Tuesday, February 01, 2005

PERIODISTAS Y ABOGADOS DELINCUENTES

Marino Zapete Corniel

En los últimos años, algunos un grupo de abogados y periodistas dominicanos ha puesto de moda defender a los grandes delincuentes a través de los medios masivos de comunicación, en violación a los preceptos básicos de la deontología jurídica.

Esa práctica se ha hecho una costumbre, a tal punto que los abogados de mayor renombre del país ponen más interés a sus comparecencias ante los medios masivos que a las propias audiencias frente a los jueces y a los representantes del Ministerio Público.

Hoy día los juristas más famosos hacen colas para convertirse en defensores públicos de connotados criminales, asesinos, violadores de niñas y niños y traficantes de drogas de la peor calaña.

Desde el mismo momento en que un abogado famoso asume el trabajo sucio, conforma un equipo de propaganda que incluye a un grupo de comunicadores de la prensa escrita, la televisión y la radio, cuya función es presentar a los victimarios como víctimas.

Unos años atrás sentí revoltura en el estómago cuando vi y escuché a través de la televisión a un reconocido jurista dominicano tratando de convencer a la población de que el joven Mario Redondo Llenas, acusado de haber violado y asesinado de 34 puñaladas a un primito suyo menor de edad, era una víctima y no un victimario.

Desde el año pasado hemos visto con indignación como un grupo de banqueros que robaron miles de millones de pesos de los ahorristas del Banínter, Bancrédito y Mercantil, han sido presentados por sus abogados y por sus comunicadores alquilados como víctimas, a las cuales hay que canonizar.

En los últimos días hemos sido bombardeados por un grupo de abogados y periodistas inescrupulosos, buscapesos, que tratan de hacer creer a la gente que Quirino Paulino Castillo y los demás implicados en el trasiego de un cargamento de más de una tonelada de cocaína capturado por las autoridades son especies de Madre Teresa de Calcuta.

En pocas palabras, no exageramos si decimos que en el país se han ido conformando verdaderas bandas de abogados y periodistas, que reciben sumas millonarias de los peores ladrones, delincuentes y criminales, para limpiarles la imagen y sacarlos de la cárcel.

Bajo el argumento de que toda persona se presume inocente hasta que se prueba lo contrario y del legítimo derecho a la defensa, grupos de abogados han constituido una especie de asociación de malhechores con periodistas y productores de programas de radio y televisión, con la finalidad única de limpiarles la imagen a las peores escorias del país a través de los medios de comunicación de masas.

Parecería que esos prestantes juristas desconocen que la ética les obliga a mantener la discusión de sus casos en el marco de los tribunales.

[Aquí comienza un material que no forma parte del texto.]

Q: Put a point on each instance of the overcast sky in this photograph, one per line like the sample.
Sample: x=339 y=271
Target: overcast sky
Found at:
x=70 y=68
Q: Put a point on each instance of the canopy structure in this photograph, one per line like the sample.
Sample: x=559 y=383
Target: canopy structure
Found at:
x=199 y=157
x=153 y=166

Pero no se trata de ignorancia. Es simplemente un ejercicio delincuencial consciente y sistemático, ante la indiferencia absoluta de la justicia y del ministerio público.

Con esa práctica indigna, son muchos los abogados y periodistas supuestamente honorables, que se han quedado con parte de las fortunas provenientes del crimen organizado.

Cuando un productor de programa de televisión o de radio de gran audiencia alquila su espacio a un abogado delincuente para que venda como santo a un criminal, está exponiendo a toda su audiencia a ser manipulada, pues se trata de públicos amplios, dispersos y diversos que desconocen los detalles del caso que se discute.

Diferente ocurre cuando los casos se discuten en los tribunales, donde se supone que acuden los acusados, los acusadores y los jueces, y cada quien tiene conocimiento de causa y, en consecuencia, es difícil de ser manipulado por el discurso de sus antagonistas.

Así hemos ido construyendo una casta de abogados y periodistas al servicio de lo peor, y una sociedad totalmente manipulada, que tiene la certeza de que Mario Redondo Llenas no es un victimario, sino una víctima; de que Quirino Paulino no es “El Don”; de que el coronel Nin Terrero es un pobre hombre que inocentemente pidió una bola en un camión cargado de cocaína; de que el conductor del camión no sabía lo que transportaba; de que la droga no constituye evidencia válida porque no se observó el procedimiento de ley, y de que los banqueros ladrones son especies de Jesús de Nazareno.

Creo que la Justicia Dominicana, el Ministerio Público, las iglesias, la sociedad civil y todos los dominicanos decentes, debemos exigir un alto en el camino. Es tiempo de denunciar y enfrentar las acciones de las bandas organizadas de periodistas y abogados que se hacen millonarios promoviendo la honorabilidad y la inocencia de las peores escorias del país.